By Mardi Linane
I didn’t grow up eating cauliflower. In fact, I did not grow up eating many fresh vegetables at all.
Ours was a larger family of seven to nine, depending on who was living with us at the time. We followed the typical Standard American Diet: Cereal for breakfast, peanut butter and jelly sandwiches for lunch, dinner consisted of a protein of some sort, a mashed potato, canned or frozen vegetables and a salad made of iceberg lettuce, tomato and cucumber with either orange, white or Italian dressing from a bottle.
When our family got our first microwave sometime in the '80s we began eating fresh vegetables for the first time.
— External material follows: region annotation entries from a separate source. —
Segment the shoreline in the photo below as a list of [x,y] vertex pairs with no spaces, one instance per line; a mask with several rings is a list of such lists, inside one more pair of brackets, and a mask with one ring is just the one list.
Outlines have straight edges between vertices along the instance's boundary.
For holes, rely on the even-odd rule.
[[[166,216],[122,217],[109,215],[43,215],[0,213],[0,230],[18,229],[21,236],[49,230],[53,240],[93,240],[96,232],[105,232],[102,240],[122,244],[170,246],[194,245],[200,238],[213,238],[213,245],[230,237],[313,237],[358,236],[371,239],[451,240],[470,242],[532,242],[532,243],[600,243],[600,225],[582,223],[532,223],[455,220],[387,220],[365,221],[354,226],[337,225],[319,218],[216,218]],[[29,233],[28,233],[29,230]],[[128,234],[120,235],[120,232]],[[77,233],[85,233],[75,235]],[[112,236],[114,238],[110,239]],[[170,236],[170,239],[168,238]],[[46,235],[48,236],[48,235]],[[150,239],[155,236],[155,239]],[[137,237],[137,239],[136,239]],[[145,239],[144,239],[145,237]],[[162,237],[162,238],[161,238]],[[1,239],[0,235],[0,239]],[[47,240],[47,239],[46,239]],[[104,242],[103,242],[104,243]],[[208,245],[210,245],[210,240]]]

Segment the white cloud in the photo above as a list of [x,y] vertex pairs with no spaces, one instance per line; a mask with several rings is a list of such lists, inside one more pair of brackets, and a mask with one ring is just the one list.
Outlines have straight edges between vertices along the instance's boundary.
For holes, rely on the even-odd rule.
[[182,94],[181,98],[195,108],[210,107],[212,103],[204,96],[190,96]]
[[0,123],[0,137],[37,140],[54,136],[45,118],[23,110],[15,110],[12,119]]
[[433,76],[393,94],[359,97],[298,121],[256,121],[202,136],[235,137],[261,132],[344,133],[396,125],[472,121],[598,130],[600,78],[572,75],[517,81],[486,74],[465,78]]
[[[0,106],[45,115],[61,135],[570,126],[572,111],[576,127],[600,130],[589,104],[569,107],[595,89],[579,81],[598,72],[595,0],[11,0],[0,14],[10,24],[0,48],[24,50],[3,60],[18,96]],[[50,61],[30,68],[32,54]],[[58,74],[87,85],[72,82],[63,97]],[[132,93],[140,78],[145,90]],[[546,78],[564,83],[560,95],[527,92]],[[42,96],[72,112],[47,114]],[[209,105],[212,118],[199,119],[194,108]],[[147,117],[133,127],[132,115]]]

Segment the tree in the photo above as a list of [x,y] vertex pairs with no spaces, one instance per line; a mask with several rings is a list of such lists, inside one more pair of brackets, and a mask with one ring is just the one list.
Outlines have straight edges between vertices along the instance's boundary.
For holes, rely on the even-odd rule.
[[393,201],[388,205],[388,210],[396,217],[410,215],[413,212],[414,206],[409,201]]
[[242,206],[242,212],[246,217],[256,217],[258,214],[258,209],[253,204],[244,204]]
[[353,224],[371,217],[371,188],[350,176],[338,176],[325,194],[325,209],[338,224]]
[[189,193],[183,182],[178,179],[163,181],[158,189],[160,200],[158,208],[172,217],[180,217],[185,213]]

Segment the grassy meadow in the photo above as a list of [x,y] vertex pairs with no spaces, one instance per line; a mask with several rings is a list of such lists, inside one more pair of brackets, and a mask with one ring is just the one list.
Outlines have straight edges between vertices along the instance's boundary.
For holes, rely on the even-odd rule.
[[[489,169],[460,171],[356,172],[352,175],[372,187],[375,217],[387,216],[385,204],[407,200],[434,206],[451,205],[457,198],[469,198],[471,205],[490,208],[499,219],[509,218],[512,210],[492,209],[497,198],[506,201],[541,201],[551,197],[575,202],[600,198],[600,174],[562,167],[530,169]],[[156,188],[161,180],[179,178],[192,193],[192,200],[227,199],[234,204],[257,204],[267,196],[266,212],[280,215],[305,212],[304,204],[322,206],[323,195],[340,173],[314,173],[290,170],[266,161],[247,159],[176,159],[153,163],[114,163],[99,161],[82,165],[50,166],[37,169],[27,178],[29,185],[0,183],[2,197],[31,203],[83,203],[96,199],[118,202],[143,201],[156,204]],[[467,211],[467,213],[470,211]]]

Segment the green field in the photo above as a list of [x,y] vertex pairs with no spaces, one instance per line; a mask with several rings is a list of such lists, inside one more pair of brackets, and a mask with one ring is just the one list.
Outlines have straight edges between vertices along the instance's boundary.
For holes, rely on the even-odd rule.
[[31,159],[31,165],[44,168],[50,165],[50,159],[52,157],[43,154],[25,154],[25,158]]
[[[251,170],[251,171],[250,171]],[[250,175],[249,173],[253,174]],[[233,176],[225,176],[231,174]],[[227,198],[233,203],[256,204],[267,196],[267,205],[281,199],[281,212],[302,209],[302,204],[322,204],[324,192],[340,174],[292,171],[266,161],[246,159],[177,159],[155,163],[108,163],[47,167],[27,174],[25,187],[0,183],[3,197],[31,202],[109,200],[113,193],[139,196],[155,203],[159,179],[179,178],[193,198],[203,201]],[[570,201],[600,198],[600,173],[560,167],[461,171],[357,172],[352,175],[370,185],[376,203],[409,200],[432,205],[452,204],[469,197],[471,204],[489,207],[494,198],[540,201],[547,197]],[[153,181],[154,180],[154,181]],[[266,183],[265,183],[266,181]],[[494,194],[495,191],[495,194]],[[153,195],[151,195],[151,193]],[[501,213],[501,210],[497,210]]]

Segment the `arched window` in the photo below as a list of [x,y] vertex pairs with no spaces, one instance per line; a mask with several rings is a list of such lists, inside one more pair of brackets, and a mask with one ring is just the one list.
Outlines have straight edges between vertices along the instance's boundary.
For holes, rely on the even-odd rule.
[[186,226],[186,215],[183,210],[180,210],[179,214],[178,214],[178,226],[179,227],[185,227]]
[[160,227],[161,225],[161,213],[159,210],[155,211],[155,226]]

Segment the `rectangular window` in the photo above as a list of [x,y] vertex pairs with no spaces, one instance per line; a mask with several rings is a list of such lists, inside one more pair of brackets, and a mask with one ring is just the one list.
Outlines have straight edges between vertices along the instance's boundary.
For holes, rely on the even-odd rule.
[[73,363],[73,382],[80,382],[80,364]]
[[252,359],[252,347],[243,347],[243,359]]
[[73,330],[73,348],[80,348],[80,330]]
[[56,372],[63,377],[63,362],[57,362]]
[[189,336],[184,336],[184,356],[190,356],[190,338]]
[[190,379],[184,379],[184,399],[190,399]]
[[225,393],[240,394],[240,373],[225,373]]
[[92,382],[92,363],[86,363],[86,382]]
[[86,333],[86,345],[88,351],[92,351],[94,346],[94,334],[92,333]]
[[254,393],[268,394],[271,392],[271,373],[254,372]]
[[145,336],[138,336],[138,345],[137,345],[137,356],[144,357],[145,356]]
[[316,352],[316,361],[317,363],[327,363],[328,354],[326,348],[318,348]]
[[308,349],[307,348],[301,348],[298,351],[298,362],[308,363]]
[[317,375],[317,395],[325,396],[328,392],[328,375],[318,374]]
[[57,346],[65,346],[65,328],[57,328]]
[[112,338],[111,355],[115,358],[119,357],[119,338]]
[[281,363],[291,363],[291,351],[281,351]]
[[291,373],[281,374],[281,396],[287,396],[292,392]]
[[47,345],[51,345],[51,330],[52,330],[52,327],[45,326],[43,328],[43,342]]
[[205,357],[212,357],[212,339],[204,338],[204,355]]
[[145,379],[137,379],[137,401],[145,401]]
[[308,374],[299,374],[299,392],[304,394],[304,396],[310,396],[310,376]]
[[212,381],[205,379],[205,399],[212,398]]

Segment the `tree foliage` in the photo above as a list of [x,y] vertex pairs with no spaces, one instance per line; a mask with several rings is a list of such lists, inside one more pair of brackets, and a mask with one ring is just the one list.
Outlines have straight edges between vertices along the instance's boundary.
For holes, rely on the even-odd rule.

And by fresh, I mean microwaved, nightly.
By vegetables, I mean broccoli.
I was in high school. Everyone we knew ate like this and we thought we were eating a balanced nutritious diet.
In my early 20s I worked in Los Angeles as a sales rep. I had the enviable and best lunch territory, which ran from Malibu to Beverly Hills. I began eating outside of the (at home) Standard American Diet.
This is when and where I fell in love with the taste of taste. Mind blown.
It was during this time that I had cauliflower for the first time. Honestly, it took some getting used to. Slightly strange mouth feel. Raw was a much more harsh experience. I ultimately fell in love with cauliflower among so many other vegetables I was experiencing for the first time, including artichokes and asparagus. I alternated between cauliflower and broccoli among the many other vegetables in my weekly shopping trips.
I attempted to reverse engineer (a cooking and tasting perception technique I learned from my adopted abuela) many of the amazing meals I enjoyed at some of the best restaurants in Southern California.
In recent years I focused on nutrient dense whole foods. I began moving beyond steaming, stir-frying or serving cauliflower raw for dips or crudités platters.
I began mashing cauliflower with garlic, pureeing, blending into soups, roasting it with various spice blends. I read cookbooks like many read novels.
I read a suggestion for processing cauliflower into pellet or rice-sized pieces as a rice substitute. Rice is more of an inexpensive filler than a quality whole food. I admit, I miss rice a little, cheap food that it is.
I set out to make cauliflower rice.
I pulsed cleaned, raw cauliflower florets in my food processor until what was left looked like grains of rice. I was surprised.
So then what? I sautéed the cauliflower in a pan of butter and seasoned it with sea salt.
It was not bad. Not bad at all. I severed it as an accompaniment to beans and fajita style peppers. It was very filling and tasty. Fresh salsa on top was perfect.
I realized that the possibilities were endless with this clean tasting base for anything.
I began serving it seasoned with crushed garlic, fresh lemon and dill for a bed with fish or chicken.
I sautéed it with cumin and sea salt as a side for curry dishes.
Most recently, I made a faux risotto that was out of this world! This can be a great vegetarian main dish or fabulous side for a variety of dishes.
I started by determining what I had in the fridge (basket). This is how dinner develops in our house when I haven’t made a weekly meal plan. It happens to the best of nutritionists.
“Chopped kitchen” Redlands -- I had a head of cauliflower, Portobello mushrooms, red onion, red and yellow bell peppers, spinach, garlic, carrots. I am sure this will spark ideas for many ways to blend veggies to make interesting ‘rice’ dishes.
So here is what I made from what I found:
1 head cauliflower, cleaned, trimmed into florets
2 Portobello mushrooms (chopped into bite size pieces)
½ each red and yellow bell pepper (chopped into bite size pieces)
½ red onion diced
1 purple heirloom carrot (cleaned, rough chopped medallions)
2 cloves garlic minced
1 cup clean, fresh spinach
½ teaspoon sea salt, pepper
2 tablespoons butter
Place cauliflower florets and carrot medallions in food processor or blender, process (or rough chop) to rice-like consistency. Set aside.
Melt butter in frying pan large enough to allow room for tossing all ingredients.
Add mushrooms, peppers and onions. Sautee until just cooked.
Add cauliflower-carrot mixture, minced garlic and spinach. Use tongs to turn mixture over to cook spinach. It won’t take long from start of cooking to finish, less than 10 minutes. If ingredients look dry add a little more butter or extra virgin olive oil. Just enough to keep everything from sticking to the pan.
Adjust sea salt and pepper to taste. Depending on what we are having, it is nice to let this sit in the pan after it is done cooking on low or no heat to allow vegetables to become a little crisp on the bottom.
Enjoy this beautiful dish alone as a very satisfying lunch or dinner or as a side for myriad protein accompaniments.